Introduce three complementary mechanisms: Probe‑Activated Dynamic FFN, Hollow Attention, and a Layer Ranking Algorithm.
1.1 Probe‑Activated Dynamic FFN
In a standard Transformer layer, each visual token passes through a full FFN (two linear projections W1 → activation → W2). The dynamic variant proceeds as follows:
Sample a small subset of visual tokens (M << N) from the full sequence.
Compute hidden representations for the sampled tokens and take the mean absolute value of each dimension to obtain an importance score for every column of W1 and row of W2.
Select the top‑K dimensions with highest scores, yielding index sets S1 and S2.
During inference, activate only the sub‑matrices W1[:, S1] and W2[S2, :] for all visual tokens; the remaining parameters are skipped.
Advantage: No additional training is required; the model decides on‑the‑fly which FFN parameters to evaluate, dramatically cutting visual‑token computation.
1.2 Hollow Attention
Global self‑attention over all visual tokens is expensive and often redundant.
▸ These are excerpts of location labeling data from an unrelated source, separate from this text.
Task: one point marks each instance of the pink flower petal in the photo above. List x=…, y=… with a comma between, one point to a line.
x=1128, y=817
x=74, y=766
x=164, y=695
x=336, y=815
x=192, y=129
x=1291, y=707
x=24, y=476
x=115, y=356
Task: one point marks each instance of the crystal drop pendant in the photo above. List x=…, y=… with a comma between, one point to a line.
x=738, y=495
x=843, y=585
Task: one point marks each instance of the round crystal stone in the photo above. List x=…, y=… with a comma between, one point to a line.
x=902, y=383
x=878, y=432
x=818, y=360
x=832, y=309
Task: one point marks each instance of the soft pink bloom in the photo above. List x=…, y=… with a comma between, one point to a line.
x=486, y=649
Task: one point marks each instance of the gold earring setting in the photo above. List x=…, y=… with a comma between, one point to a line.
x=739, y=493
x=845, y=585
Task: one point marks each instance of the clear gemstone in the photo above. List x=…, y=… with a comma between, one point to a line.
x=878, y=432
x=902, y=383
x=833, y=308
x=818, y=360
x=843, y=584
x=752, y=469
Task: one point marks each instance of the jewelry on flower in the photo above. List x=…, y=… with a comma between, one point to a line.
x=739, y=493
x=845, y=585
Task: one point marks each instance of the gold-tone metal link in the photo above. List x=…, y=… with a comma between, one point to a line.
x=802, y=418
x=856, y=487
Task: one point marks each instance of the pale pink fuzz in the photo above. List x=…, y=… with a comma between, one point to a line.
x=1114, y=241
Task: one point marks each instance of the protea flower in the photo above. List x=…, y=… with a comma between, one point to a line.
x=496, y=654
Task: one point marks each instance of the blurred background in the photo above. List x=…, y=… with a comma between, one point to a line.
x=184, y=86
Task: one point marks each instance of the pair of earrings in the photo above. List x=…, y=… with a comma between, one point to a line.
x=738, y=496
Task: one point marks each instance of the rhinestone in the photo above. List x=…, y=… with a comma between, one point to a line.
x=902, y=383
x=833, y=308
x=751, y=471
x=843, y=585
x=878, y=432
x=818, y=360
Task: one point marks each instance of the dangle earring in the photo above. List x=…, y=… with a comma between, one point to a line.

Hollow Attention replaces it with a sparse, local attention pattern:
Each visual token attends only to a fixed‑size window (e.g., 256 neighboring tokens) instead of the entire visual sequence.
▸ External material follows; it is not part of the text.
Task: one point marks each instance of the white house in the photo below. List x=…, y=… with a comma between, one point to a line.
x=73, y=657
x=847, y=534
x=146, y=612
Cross‑modal attention between text and visual tokens is preserved unchanged, ensuring multimodal information flow.
Result: Unnecessary visual‑visual interactions are eliminated, yielding substantial resource savings.
1.3 Layer Ranking Algorithm
Not all layers tolerate computation reduction equally. The algorithm ranks layers by visual‑token importance using inexpensive statistics such as:
Mean absolute activation magnitude per layer.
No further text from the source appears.